Strength is controlled by --ow (omni-weight), which runs from 0 to 1000 with a default of 100:

  • --ow 25-100: loose influence; use when transforming the character into a different art style and re-describe the traits you want kept
  • --ow 300-400: the working range for character consistency — face and identity hold while pose and scene stay flexible
  • --ow above 400: stronger lock on face, clothing, and details, but poses stiffen, the output starts mirroring the reference composition, and the docs warn results get unpredictable unless you raise --stylize alongside

Two things the docs stress: --ow competes with --stylize and --exp for influence, so if you run high stylize values, raise --ow to compensate. And Omni Reference works with your text, not instead of it — keep your full identity block in the prompt ("copper hair, crescent scar through left eyebrow") so the text and the image pull in the same direction.

How do you keep a character consistent in Leonardo AI?

Leonardo's tool for this is Character Reference, found in the Image Guidance panel to the left of the prompt bar. Upload a clean, well-lit face shot of your character — a head-and-shoulders crop of your best previous generation works well — select Character Reference as the guidance type, and set the strength.

Strength is the whole game here:

  • High: keeps the character nearly identical; best for small changes — new expression, slightly different angle, background swap
  • Mid: the sweet spot for most work; core facial features hold while you change pose, outfit, or setting
  • Low to Mid: use when the scene changes a lot, or when other characters share the frame — high strength with a second character present tends to stamp your reference's face onto everyone

Character Reference runs on Leonardo's SDXL-family models (Leonardo Kino XL and Diffusion XL are commonly recommended pairings), so check your model selection if the option looks unavailable.

The same prompt-side rule applies as everywhere else: the reference image handles the face, but your text still decides hair, marks, and build in the new image. Keep the identity block verbatim in every Leonardo prompt and let Character Reference reinforce it rather than replace it. If the face drifts anyway, raise strength one step before rewriting the prompt — changing both at once makes it impossible to tell which fix worked.

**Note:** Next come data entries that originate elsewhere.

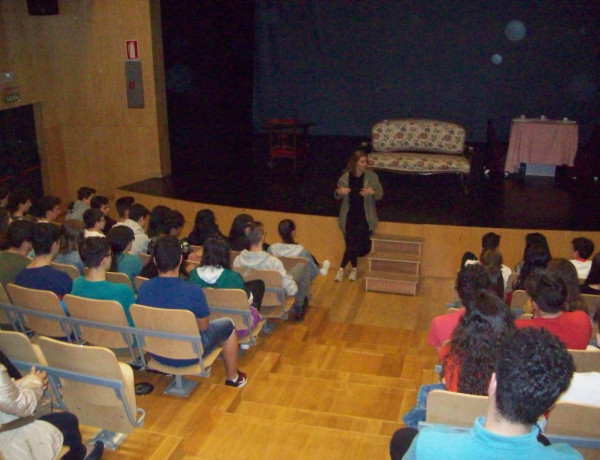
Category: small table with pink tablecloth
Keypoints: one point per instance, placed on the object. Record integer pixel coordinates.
(540, 141)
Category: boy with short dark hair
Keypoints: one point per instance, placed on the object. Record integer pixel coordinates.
(39, 274)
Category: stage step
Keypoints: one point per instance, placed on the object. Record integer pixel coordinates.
(398, 244)
(395, 283)
(394, 262)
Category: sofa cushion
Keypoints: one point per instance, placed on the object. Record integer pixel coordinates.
(416, 135)
(418, 162)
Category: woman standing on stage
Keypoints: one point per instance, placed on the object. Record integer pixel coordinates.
(359, 189)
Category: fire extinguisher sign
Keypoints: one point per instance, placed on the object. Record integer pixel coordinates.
(132, 50)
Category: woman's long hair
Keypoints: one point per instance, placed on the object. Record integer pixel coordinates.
(71, 234)
(119, 238)
(567, 271)
(286, 229)
(216, 252)
(356, 155)
(537, 256)
(205, 225)
(476, 341)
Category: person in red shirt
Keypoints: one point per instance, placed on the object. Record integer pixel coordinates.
(470, 279)
(548, 294)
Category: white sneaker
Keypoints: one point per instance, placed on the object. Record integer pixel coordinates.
(325, 267)
(353, 274)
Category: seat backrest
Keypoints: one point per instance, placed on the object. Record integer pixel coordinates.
(574, 419)
(274, 292)
(170, 321)
(69, 269)
(232, 299)
(118, 277)
(586, 360)
(39, 300)
(17, 347)
(451, 408)
(519, 299)
(101, 311)
(93, 404)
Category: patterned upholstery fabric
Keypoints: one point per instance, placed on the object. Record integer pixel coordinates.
(419, 146)
(419, 162)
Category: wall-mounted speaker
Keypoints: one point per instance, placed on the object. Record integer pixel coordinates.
(42, 7)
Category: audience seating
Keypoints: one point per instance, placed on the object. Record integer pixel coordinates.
(233, 303)
(106, 312)
(181, 322)
(69, 269)
(95, 387)
(42, 301)
(450, 408)
(275, 304)
(138, 280)
(586, 360)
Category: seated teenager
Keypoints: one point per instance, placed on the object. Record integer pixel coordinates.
(583, 248)
(19, 203)
(592, 282)
(94, 222)
(101, 202)
(289, 248)
(14, 259)
(469, 280)
(41, 438)
(256, 257)
(214, 271)
(96, 255)
(78, 207)
(169, 291)
(48, 208)
(468, 360)
(548, 294)
(205, 225)
(120, 240)
(71, 233)
(39, 274)
(533, 368)
(136, 221)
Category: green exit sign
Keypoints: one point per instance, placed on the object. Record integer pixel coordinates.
(11, 95)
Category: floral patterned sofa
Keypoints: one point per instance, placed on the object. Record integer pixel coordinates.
(419, 146)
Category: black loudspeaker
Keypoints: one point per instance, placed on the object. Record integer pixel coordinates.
(42, 7)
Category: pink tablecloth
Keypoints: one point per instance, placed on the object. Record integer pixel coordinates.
(545, 142)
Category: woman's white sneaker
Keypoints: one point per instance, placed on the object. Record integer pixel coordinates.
(353, 274)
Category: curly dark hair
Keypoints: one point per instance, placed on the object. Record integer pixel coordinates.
(469, 280)
(537, 255)
(533, 369)
(548, 290)
(568, 273)
(476, 341)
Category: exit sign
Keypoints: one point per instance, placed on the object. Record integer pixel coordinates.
(11, 94)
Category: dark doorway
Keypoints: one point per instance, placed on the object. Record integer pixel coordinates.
(209, 60)
(19, 157)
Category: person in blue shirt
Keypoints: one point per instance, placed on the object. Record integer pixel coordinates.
(532, 370)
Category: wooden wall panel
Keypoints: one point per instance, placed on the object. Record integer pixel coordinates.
(72, 67)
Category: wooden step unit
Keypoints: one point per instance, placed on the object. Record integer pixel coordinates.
(394, 264)
(395, 283)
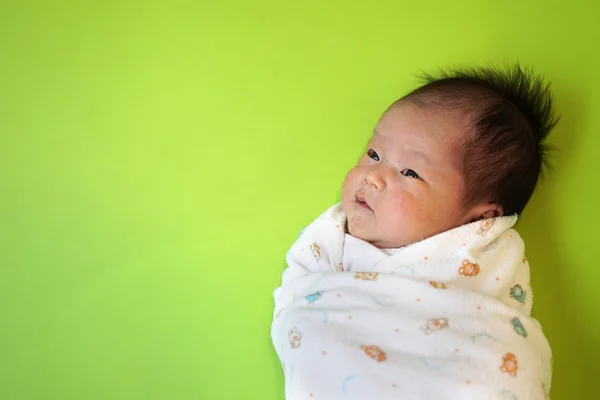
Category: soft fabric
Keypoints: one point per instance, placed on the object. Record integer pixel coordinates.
(444, 318)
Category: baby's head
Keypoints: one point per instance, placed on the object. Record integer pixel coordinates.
(465, 146)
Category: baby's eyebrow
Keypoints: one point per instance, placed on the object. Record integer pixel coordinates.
(421, 155)
(416, 153)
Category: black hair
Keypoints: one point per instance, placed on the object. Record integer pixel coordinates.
(511, 111)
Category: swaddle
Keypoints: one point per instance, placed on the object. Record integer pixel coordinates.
(444, 318)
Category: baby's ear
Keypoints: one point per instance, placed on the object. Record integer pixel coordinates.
(486, 210)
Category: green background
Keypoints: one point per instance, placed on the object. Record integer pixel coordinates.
(157, 160)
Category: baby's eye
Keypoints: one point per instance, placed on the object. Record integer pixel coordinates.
(410, 173)
(373, 154)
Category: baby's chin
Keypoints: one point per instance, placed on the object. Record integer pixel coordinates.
(359, 231)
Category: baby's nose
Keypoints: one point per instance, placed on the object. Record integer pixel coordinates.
(375, 179)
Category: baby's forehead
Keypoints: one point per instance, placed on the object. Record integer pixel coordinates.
(426, 125)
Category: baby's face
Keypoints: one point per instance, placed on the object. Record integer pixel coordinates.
(408, 184)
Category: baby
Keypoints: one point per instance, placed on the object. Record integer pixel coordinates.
(416, 286)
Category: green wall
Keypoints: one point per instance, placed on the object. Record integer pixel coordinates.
(157, 159)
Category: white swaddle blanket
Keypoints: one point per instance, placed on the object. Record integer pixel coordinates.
(444, 318)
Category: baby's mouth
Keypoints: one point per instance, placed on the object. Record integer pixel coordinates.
(361, 201)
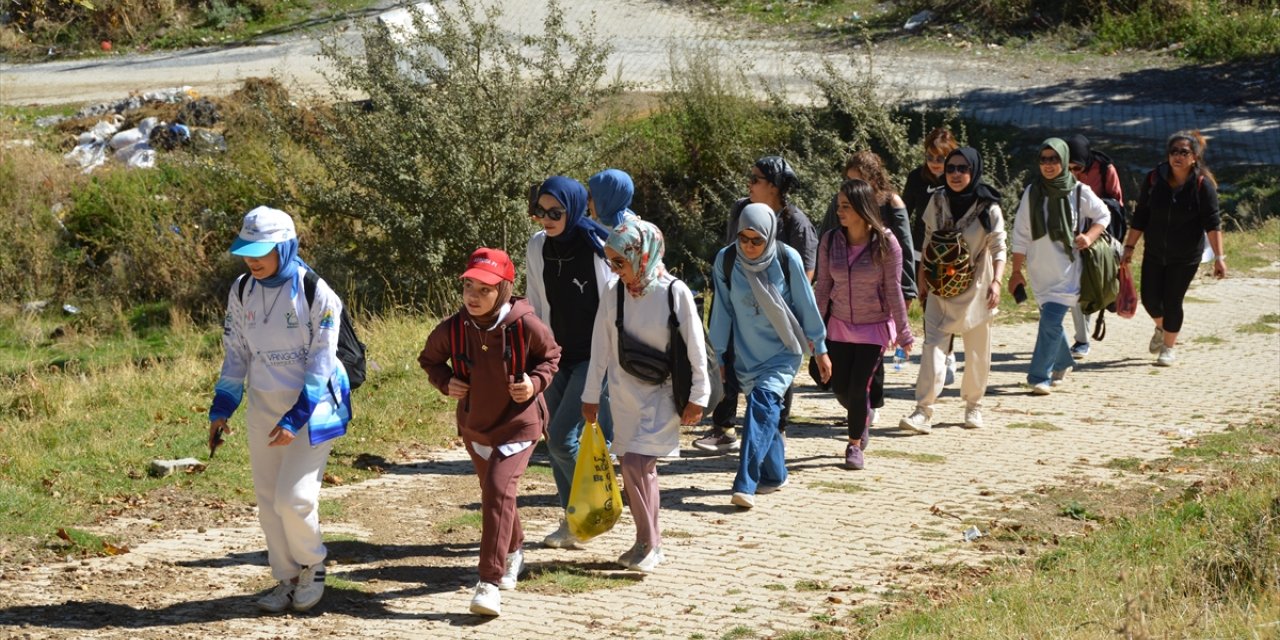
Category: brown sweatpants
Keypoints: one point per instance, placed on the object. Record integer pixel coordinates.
(501, 531)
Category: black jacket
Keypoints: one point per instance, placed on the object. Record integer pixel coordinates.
(1174, 222)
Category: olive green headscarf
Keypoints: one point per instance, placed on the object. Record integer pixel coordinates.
(1056, 191)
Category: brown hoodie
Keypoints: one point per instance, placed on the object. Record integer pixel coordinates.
(488, 415)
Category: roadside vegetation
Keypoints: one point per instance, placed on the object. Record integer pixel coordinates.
(92, 392)
(1196, 30)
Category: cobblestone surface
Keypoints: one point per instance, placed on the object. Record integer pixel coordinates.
(808, 549)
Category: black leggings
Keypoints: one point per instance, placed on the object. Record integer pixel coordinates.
(1162, 291)
(851, 370)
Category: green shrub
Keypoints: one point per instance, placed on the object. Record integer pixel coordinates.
(458, 123)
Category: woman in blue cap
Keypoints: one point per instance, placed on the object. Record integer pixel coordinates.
(567, 275)
(282, 352)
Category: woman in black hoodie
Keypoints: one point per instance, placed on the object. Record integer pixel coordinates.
(1176, 211)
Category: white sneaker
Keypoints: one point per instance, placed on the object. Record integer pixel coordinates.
(487, 600)
(515, 566)
(972, 417)
(649, 560)
(561, 538)
(917, 423)
(278, 599)
(310, 588)
(631, 554)
(1157, 341)
(769, 488)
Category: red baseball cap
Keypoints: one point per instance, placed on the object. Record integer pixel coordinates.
(490, 266)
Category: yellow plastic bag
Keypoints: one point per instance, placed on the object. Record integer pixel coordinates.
(595, 499)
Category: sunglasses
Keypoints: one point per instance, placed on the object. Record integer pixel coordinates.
(553, 214)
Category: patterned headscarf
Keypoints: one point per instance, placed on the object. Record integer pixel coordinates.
(641, 245)
(572, 196)
(760, 219)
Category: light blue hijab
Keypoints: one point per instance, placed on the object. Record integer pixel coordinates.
(760, 219)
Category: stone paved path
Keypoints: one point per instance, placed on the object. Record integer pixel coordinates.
(993, 86)
(727, 567)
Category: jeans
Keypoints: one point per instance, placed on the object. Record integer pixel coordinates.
(763, 456)
(725, 412)
(1052, 353)
(565, 426)
(1082, 321)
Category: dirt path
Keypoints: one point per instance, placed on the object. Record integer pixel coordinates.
(828, 543)
(1134, 97)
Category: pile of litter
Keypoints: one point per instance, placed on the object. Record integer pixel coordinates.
(136, 146)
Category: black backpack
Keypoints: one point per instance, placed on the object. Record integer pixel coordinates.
(351, 351)
(515, 347)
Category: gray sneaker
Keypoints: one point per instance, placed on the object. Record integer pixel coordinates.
(310, 588)
(515, 566)
(1157, 341)
(278, 599)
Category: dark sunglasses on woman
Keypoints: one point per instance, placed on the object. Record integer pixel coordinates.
(554, 214)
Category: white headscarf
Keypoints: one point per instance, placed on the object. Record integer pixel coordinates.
(760, 219)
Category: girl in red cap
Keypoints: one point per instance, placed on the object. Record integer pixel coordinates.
(496, 357)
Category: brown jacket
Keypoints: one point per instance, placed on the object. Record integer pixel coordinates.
(488, 415)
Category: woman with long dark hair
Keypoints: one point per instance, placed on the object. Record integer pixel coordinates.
(859, 266)
(1176, 214)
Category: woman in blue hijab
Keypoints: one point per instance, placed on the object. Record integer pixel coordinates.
(566, 279)
(282, 357)
(609, 195)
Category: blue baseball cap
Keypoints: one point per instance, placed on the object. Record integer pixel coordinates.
(263, 229)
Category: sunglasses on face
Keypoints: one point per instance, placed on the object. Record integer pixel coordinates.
(553, 214)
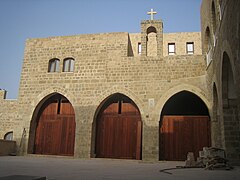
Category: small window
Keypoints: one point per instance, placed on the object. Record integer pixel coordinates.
(190, 47)
(53, 65)
(171, 48)
(68, 65)
(8, 136)
(139, 48)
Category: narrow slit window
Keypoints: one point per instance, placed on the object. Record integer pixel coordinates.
(53, 65)
(171, 49)
(190, 47)
(68, 65)
(139, 48)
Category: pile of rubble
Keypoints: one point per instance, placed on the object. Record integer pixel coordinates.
(210, 158)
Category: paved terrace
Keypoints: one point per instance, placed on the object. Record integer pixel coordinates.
(60, 168)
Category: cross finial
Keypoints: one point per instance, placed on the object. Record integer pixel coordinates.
(152, 13)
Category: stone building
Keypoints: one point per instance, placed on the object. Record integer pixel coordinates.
(149, 95)
(220, 29)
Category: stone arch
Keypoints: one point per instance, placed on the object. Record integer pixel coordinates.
(122, 90)
(184, 117)
(183, 87)
(117, 118)
(38, 110)
(213, 17)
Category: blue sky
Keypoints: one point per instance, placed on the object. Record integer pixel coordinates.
(23, 19)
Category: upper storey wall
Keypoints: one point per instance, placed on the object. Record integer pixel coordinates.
(180, 39)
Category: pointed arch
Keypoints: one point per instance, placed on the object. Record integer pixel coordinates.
(117, 128)
(184, 118)
(52, 128)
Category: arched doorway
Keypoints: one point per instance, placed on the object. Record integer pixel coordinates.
(118, 129)
(184, 127)
(55, 127)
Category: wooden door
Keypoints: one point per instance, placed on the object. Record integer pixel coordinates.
(182, 134)
(119, 132)
(55, 133)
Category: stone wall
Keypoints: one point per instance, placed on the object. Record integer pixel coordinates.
(104, 64)
(224, 37)
(8, 114)
(180, 39)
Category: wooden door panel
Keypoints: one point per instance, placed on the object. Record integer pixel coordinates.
(117, 134)
(55, 133)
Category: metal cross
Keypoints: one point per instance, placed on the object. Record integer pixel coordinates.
(152, 13)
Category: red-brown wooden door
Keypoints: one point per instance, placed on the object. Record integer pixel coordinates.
(55, 133)
(119, 133)
(182, 134)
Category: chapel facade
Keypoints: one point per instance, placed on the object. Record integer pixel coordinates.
(144, 96)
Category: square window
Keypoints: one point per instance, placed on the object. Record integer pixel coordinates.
(190, 47)
(171, 48)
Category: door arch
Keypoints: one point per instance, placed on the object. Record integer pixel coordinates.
(118, 129)
(184, 127)
(54, 126)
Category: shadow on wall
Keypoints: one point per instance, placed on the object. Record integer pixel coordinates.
(7, 147)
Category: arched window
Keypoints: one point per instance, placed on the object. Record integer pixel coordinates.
(208, 46)
(68, 65)
(8, 136)
(151, 41)
(53, 65)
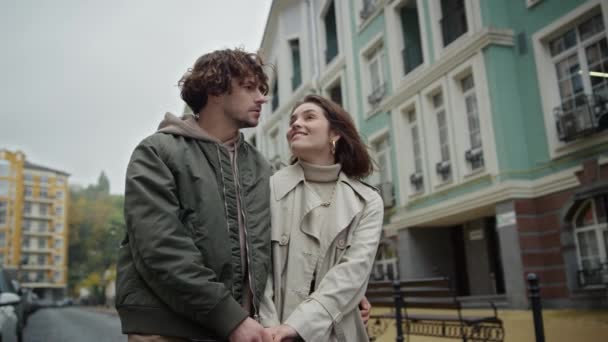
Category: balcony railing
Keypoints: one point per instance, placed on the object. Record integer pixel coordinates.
(453, 25)
(589, 116)
(593, 276)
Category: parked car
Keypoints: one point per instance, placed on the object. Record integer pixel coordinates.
(9, 301)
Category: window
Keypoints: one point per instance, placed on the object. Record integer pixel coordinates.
(381, 150)
(454, 21)
(475, 154)
(26, 225)
(296, 78)
(410, 29)
(5, 168)
(3, 212)
(580, 56)
(416, 178)
(43, 208)
(335, 93)
(4, 187)
(275, 91)
(591, 239)
(443, 166)
(376, 77)
(331, 33)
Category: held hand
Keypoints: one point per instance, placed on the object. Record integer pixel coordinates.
(283, 333)
(365, 308)
(250, 331)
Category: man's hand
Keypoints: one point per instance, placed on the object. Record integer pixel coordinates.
(250, 331)
(365, 308)
(283, 333)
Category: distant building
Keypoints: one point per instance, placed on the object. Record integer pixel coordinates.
(33, 224)
(489, 124)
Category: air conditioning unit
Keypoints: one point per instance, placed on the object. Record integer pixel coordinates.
(473, 154)
(387, 194)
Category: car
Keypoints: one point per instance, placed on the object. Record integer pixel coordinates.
(9, 301)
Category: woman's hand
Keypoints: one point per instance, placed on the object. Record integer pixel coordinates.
(283, 333)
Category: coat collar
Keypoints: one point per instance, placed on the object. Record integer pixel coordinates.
(286, 179)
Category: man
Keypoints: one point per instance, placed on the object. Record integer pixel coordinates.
(197, 255)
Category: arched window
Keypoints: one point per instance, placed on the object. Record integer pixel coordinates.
(591, 238)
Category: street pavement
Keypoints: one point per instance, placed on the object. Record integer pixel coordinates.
(73, 324)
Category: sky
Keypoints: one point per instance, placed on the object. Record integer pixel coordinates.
(83, 81)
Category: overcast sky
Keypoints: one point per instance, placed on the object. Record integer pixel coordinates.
(83, 81)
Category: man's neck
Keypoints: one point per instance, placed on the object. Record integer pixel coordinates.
(215, 123)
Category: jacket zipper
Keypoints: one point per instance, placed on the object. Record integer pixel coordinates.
(256, 315)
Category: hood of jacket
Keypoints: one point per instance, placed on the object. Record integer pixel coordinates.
(185, 126)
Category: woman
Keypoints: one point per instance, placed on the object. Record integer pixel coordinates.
(326, 226)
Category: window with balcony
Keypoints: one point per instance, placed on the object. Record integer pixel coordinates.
(416, 178)
(411, 55)
(443, 167)
(3, 212)
(368, 7)
(4, 187)
(580, 56)
(296, 64)
(5, 168)
(44, 193)
(382, 178)
(335, 93)
(331, 33)
(591, 239)
(474, 155)
(375, 72)
(274, 104)
(453, 21)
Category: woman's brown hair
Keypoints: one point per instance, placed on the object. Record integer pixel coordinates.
(351, 152)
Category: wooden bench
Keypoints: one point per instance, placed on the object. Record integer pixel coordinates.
(430, 294)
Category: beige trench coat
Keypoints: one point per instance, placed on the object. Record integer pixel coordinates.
(341, 245)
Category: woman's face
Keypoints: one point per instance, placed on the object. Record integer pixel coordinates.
(309, 136)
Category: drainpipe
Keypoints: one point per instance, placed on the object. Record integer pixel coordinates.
(312, 32)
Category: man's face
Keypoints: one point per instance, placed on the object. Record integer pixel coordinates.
(244, 102)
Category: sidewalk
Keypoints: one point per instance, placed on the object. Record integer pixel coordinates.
(560, 326)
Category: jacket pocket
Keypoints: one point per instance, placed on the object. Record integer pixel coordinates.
(192, 222)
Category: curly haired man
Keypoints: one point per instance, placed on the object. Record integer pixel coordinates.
(196, 256)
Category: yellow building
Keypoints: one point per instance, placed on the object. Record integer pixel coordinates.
(33, 224)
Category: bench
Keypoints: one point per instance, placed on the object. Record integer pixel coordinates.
(429, 294)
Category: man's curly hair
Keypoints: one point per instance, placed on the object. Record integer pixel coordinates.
(213, 73)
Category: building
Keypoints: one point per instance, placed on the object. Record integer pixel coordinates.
(488, 123)
(33, 224)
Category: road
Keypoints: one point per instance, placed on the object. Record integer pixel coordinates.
(73, 324)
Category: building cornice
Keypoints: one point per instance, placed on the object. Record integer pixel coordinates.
(450, 60)
(492, 195)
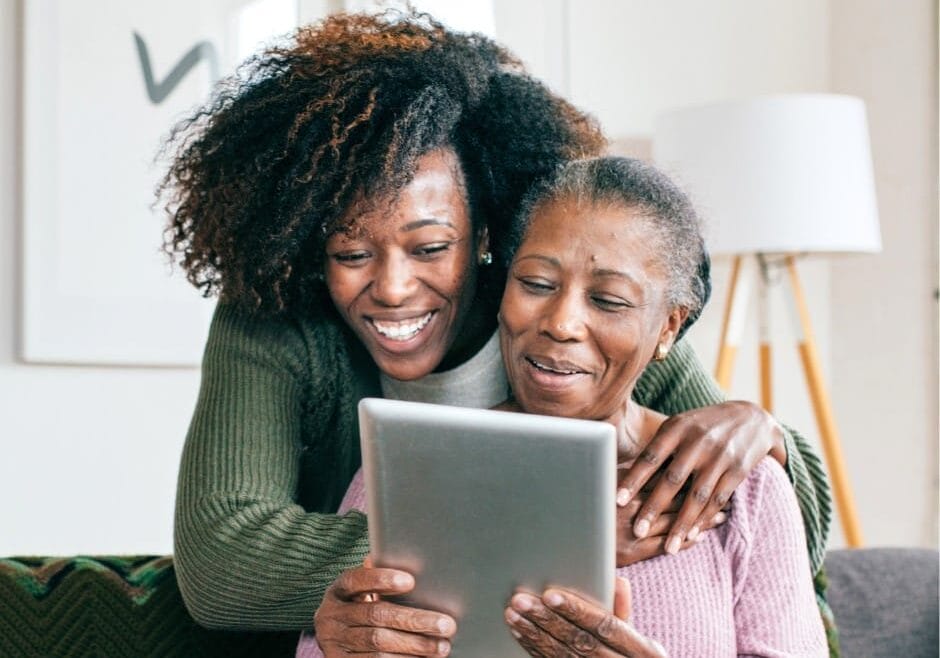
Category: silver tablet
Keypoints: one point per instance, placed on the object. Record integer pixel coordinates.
(477, 503)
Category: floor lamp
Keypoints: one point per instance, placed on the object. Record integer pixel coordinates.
(776, 178)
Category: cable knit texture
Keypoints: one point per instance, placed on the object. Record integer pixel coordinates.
(744, 590)
(274, 443)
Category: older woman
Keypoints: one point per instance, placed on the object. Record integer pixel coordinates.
(605, 279)
(343, 195)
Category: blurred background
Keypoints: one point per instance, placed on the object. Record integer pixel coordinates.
(99, 344)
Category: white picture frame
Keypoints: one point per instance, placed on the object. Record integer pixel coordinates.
(97, 288)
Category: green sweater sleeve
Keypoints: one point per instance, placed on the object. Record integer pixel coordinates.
(681, 383)
(247, 555)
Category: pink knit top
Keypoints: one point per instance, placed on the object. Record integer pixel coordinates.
(744, 590)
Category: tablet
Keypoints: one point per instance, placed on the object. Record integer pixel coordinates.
(477, 503)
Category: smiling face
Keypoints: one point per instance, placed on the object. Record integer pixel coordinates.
(404, 276)
(584, 309)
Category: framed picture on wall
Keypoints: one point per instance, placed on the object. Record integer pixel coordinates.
(104, 81)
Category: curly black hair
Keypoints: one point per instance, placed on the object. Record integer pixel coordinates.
(264, 173)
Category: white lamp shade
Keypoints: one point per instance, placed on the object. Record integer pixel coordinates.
(776, 174)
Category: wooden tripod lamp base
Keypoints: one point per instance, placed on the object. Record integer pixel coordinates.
(735, 316)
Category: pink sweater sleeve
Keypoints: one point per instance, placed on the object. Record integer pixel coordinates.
(775, 608)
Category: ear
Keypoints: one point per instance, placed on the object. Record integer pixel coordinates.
(674, 321)
(483, 242)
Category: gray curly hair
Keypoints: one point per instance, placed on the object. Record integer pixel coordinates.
(666, 208)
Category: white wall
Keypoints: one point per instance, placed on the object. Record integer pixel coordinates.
(89, 455)
(884, 360)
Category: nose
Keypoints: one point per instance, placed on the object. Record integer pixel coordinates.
(564, 317)
(394, 281)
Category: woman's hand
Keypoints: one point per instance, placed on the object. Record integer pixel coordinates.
(631, 549)
(716, 447)
(354, 619)
(561, 623)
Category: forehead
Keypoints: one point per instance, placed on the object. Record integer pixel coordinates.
(613, 229)
(434, 195)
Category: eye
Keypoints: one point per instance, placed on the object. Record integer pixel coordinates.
(536, 286)
(428, 251)
(608, 303)
(351, 258)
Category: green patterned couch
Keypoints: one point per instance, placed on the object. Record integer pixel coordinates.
(885, 602)
(126, 607)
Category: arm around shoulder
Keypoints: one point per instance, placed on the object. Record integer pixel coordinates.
(247, 555)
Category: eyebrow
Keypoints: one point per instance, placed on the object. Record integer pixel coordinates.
(420, 223)
(599, 272)
(616, 274)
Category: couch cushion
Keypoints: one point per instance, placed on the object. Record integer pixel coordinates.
(118, 606)
(885, 601)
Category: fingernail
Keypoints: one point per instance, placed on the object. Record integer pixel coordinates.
(401, 580)
(445, 626)
(672, 546)
(553, 599)
(623, 496)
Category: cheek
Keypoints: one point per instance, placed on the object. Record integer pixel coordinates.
(342, 285)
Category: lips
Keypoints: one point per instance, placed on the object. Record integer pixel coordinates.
(555, 367)
(401, 330)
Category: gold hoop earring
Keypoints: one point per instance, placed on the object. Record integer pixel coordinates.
(661, 353)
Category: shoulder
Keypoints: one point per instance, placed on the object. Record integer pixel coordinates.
(765, 495)
(295, 345)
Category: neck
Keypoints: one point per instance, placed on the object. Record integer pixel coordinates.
(636, 425)
(476, 329)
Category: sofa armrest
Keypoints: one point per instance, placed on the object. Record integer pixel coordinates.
(885, 601)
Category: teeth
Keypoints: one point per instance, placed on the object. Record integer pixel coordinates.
(542, 366)
(402, 330)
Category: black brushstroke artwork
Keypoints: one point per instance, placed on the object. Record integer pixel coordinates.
(158, 91)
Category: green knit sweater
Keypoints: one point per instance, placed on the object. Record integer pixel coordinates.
(274, 443)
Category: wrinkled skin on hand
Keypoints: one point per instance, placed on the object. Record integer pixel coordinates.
(354, 618)
(709, 451)
(632, 549)
(560, 623)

When do you need a LoRA in Stable Diffusion?

A LoRA is a small add-on model trained on images of one subject — the heaviest but strongest consistency tool. Reference features borrow a face from one image; a LoRA learns your character and reproduces them from a trigger word, at any angle, in any scene, indefinitely.

It's worth the effort when: you need dozens of images of the same character (a comic, a campaign's worth of scenes, a book series), you're working in Stable Diffusion anyway, or your character is non-human enough that face-matching features misfire — reference tools are tuned for human faces and get less reliable on scaled, tusked, or horned heads.

Community training guides on Civitai converge on similar dataset advice: roughly 15-30 varied images as a practical starting set (more is better), with about a third to half as face close-ups and the rest half-body to full-body, across different angles, expressions, backgrounds, and outfits. Variety matters more than count — 20 near-duplicates teach the model your background, not your character.

The chicken-and-egg problem — you need consistent images to train on before you have a LoRA — is exactly what the prompt-side discipline solves. Generate a large batch with your locked trait spec plus a reference feature, keep only the shots where every anchor is correct, and train on those. Civitai's on-site trainer handles the process without a local GPU; pick a short unique trigger word and include it in every prompt afterward.

How do you change pose or outfit without losing the face?

This is where most consistency breaks: you edit the prompt to change the pose, accidentally reword the identity block, and get a stranger in the right costume. The fix is structural — treat your prompt as two parts, an untouchable identity block and a swappable scene clause, and only ever edit the second.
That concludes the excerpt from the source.